Many businesses were unable to continue regular (and forced) installation of updates for their employees’ work devices while they were remote. Consequently, there may be a significant number of laptops and other connected devices that will be re-added to the company Wi-Fi without having been updated in weeks or even months. As we emerge out of quarantine, ironically, a different kind of quarantine may be a crucial measure here.

Many employees have likely shared their work devices with their children or families at some point over the past year, perhaps for virtual learning. But more users on one device opens up more potential for vulnerability exposure, depending on the sites they visited or programs they downloaded. Couple that with the fact that many employees may not have been vigilant about updating the latest application updates or operating system patches, and these devices may be returning to the company network with significantly varied levels of inherent security risk.

Restricting devices to a specific local area network (LAN) where they can be safely updated away from everyone else ensures that when devices are all joining the larger corporate network, they’re doing so on an equal playing field of protection. Think of it like a vaccine rollout, but for your work computers.

Conduct an audit of the software your employees have been using

Workers have been asked to do a lot this past year, and all on their own – from managing their day job at home without the office resources they’re used to, to simultaneously wrangling kids’ childcare or remote schooling. Employees have had to do what they can to get by, right down to the kind of software or tools they’ve installed themselves on their work devices to make their jobs easier in a time of crisis. This includes applications like Slack, Google Docs, Facebook Messenger, Dropbox, and WhatsApp.

On the one hand, you’ve got to admire their ingenuity!

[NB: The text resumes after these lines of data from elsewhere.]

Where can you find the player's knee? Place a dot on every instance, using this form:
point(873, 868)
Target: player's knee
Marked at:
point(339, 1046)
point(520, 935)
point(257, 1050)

But at the same time, company-owned devices coming back onto the corporate network loaded up with applications that had not been sanctioned by IT can open the door for security risk.

As employees return to the office, businesses need to roll out an IT audit program to determine what tools employees used or downloaded on their own. This not only helps give IT better visibility into where to protect and control sensitive data on company devices, but also doubles as a useful learning opportunity for identifying gaps in your remote work strategy.

Weed out personal cloud services and removable media

Remote workers who have gone the past year without corporate VPN access may have had to get by with personal clouds or removable media, like USB storage, for sharing company files. But as these devices become reintegrated into the corporate network, those practices need to be weeded out ASAP. Files shared over personal cloud services or removable media storage are difficult to encrypt, do not lend themselves to overall IT visibility, and, frankly, are just too easy to lose.

As part of the reintegration effort, companies need to make a concerted effort to raise awareness among employees about the organization’s officially sanctioned tools and cloud services – e.g., corporate cloud logins and services that the company has accounts with. IT teams need to help migrate data and files from personal storage to corporate-owned storage, and ensure along the way that employees have all the right access privileges to those services.

While returning to the office after a year of remote working might be a bit of a shock to the system – just as the original shift to working from home last March was – businesses can make this process of returning employee devices to corporate networks an overall net good. This is an altogether excellent opportunity for businesses and IT team leaders to roll out new policies that not just do a better job of securing and modernizing employee devices, but make bigger changes to remote working strategies that can facilitate even greater levels of security and access.

“Back to normal” doesn’t have to mean “business as usual.” This is a golden opportunity for organizations to carry the ball forward.